子どもにこそ人権や権利がないとならない(そうでないと、問題がおきてしまうのがある)

 人格ができていないのが子どもである。子どものころから人権や権利を持ち出すのはよくない。雑誌の対談の中でこうした意見が言われている。学校の生徒に人権は無いとか、体罰よりも戦後教育を全否定せよ、といったことも言われている。

 人格ができていないのが子どもだということだが、人格というのはいつの時期にできあがるものなのだろうか。ここまでは人格ができていなくて、ここから先は人格ができている、とはっきりとさし示すのはできづらい。そうしたものではないだろう。

 人格が有るのと無いのとで分けるのは適したものとは言えそうにない。それを分けてしまうのは、人格を実体視してしまうことにつながりかねない。

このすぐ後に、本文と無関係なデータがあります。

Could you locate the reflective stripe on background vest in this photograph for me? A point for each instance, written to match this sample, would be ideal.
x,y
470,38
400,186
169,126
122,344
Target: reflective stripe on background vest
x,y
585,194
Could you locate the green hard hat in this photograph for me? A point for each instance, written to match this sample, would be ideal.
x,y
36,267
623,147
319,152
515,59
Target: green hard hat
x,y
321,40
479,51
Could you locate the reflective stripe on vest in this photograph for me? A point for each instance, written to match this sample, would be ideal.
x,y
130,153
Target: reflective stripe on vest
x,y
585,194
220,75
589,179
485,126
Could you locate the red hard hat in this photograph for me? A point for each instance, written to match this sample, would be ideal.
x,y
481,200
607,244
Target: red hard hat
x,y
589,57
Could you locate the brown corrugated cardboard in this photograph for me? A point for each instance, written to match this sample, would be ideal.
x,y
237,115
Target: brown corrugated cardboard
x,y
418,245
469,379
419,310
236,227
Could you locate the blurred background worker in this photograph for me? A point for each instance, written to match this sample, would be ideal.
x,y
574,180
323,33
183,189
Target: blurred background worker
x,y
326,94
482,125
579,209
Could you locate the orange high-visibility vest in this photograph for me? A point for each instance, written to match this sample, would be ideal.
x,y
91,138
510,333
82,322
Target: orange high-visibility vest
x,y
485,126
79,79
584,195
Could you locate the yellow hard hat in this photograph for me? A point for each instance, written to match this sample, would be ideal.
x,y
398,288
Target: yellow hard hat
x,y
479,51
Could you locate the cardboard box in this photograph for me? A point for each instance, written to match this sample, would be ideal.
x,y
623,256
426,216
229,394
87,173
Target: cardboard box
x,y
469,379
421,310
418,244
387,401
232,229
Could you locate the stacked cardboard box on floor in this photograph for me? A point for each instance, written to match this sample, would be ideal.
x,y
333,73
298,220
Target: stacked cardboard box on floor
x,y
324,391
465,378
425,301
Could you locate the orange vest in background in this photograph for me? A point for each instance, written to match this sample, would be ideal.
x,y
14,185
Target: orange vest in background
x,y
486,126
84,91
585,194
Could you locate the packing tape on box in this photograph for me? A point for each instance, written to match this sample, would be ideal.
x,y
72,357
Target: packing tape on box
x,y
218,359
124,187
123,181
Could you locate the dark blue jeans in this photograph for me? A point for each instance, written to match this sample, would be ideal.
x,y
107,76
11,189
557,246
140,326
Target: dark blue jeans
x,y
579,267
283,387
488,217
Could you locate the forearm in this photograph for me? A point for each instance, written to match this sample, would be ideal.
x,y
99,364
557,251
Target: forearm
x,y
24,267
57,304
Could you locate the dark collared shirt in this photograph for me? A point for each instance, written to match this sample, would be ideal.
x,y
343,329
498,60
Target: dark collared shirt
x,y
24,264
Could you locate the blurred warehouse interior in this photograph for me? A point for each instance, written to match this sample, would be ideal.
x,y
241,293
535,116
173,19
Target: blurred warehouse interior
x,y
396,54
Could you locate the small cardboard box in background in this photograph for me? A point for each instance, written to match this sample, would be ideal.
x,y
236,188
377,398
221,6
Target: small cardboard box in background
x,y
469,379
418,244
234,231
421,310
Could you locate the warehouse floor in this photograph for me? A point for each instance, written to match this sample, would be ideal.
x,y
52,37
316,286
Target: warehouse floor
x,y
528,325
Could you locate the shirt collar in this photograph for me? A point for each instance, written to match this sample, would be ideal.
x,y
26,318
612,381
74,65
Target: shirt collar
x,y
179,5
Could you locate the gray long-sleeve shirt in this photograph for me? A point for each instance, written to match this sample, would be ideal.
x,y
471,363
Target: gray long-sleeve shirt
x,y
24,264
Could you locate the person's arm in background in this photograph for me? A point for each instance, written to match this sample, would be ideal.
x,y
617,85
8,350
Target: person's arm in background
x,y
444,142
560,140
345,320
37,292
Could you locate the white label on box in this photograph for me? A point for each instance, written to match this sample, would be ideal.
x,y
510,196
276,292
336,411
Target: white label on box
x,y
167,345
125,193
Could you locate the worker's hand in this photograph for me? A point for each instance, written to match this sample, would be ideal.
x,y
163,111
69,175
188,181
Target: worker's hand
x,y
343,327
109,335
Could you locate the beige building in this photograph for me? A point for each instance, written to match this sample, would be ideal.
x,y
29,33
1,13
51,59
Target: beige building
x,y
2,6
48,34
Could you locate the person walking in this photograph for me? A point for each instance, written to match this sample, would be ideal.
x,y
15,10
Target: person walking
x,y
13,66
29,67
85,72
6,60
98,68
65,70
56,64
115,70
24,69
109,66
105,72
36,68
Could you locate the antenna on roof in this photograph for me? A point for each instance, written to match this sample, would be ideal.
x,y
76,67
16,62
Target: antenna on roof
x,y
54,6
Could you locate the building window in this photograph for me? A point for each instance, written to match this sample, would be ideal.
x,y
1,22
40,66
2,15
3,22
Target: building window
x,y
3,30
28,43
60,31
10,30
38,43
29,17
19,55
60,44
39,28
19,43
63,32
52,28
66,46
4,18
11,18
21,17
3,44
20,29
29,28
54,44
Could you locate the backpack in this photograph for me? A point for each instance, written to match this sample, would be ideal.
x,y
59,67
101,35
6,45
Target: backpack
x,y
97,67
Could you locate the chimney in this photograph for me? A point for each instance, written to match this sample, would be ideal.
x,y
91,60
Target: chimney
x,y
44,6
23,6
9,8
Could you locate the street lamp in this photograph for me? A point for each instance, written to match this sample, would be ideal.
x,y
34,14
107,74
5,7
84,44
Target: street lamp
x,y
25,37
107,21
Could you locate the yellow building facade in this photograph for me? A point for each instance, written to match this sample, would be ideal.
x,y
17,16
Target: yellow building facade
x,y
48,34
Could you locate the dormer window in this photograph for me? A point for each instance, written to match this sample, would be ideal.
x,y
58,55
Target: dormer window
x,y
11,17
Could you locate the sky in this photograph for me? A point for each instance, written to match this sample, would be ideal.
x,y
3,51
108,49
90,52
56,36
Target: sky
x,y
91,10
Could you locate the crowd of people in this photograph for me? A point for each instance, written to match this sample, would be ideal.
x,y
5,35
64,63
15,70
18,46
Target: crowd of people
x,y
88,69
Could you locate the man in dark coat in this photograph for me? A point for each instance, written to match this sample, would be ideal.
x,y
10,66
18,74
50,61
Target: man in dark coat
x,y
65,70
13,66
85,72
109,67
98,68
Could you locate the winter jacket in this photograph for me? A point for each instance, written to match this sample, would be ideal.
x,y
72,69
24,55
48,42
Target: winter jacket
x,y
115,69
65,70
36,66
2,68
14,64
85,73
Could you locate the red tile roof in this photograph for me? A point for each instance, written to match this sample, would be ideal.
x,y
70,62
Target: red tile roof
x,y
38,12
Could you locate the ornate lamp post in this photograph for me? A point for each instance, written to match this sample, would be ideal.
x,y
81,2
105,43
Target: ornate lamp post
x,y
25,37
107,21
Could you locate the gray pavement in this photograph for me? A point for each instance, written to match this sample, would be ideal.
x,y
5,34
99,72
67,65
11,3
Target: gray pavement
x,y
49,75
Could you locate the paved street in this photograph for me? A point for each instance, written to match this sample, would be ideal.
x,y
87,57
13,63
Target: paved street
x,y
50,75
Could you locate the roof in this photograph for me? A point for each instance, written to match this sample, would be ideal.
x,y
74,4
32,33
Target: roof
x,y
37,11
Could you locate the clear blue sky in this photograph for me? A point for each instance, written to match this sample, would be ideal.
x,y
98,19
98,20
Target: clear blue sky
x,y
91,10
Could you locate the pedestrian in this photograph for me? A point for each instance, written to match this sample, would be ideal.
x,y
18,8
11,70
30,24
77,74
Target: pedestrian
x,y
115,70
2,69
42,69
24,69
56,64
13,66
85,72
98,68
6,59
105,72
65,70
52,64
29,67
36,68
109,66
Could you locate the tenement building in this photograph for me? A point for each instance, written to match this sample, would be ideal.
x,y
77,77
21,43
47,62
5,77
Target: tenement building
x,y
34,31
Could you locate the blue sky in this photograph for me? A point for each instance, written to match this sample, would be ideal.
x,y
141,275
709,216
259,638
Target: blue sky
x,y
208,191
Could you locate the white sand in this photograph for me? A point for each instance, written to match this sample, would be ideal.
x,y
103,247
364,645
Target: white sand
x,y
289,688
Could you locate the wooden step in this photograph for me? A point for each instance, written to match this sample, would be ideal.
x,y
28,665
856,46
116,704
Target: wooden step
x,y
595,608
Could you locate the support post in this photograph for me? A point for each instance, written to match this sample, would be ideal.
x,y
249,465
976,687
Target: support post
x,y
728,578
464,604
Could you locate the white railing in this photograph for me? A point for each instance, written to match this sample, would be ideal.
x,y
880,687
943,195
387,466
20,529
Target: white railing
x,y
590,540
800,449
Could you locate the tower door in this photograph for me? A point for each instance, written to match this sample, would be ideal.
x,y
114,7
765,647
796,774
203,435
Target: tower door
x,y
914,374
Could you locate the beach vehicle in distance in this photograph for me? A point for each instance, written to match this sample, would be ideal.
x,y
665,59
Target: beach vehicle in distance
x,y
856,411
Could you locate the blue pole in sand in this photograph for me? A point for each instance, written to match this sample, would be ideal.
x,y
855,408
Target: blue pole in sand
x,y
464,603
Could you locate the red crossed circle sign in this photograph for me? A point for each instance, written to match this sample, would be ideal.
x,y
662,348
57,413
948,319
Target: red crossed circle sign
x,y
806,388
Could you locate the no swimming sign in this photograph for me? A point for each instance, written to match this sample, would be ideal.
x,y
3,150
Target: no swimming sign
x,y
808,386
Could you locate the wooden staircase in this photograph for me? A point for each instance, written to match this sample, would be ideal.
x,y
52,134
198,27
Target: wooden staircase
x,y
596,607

そうではなくて、みんなにあまねく人格があるとした方がふさわしい。建て前であるのはまぬがれないかもしれないが。

 子どもには人格ができていないために、子どものころから人権や権利を持ち出すのはまずいとするのには、うなずくことはできない。その逆に、子どものころから人権や権利を持ち出すようにするのがのぞましい。

 人格ができているかいないかというよりは、そうしたこととは関わりなく、生きて行くためにいる基本的必要(ベーシック・ニーズ)は誰であってもそれを満たすことができるのが理想だ。この必要を満たすのは、子どもであるとか大人であるとかというのは関わりがない。何かをなした(支払った)対価として与えられるものではなく、贈与によるものである。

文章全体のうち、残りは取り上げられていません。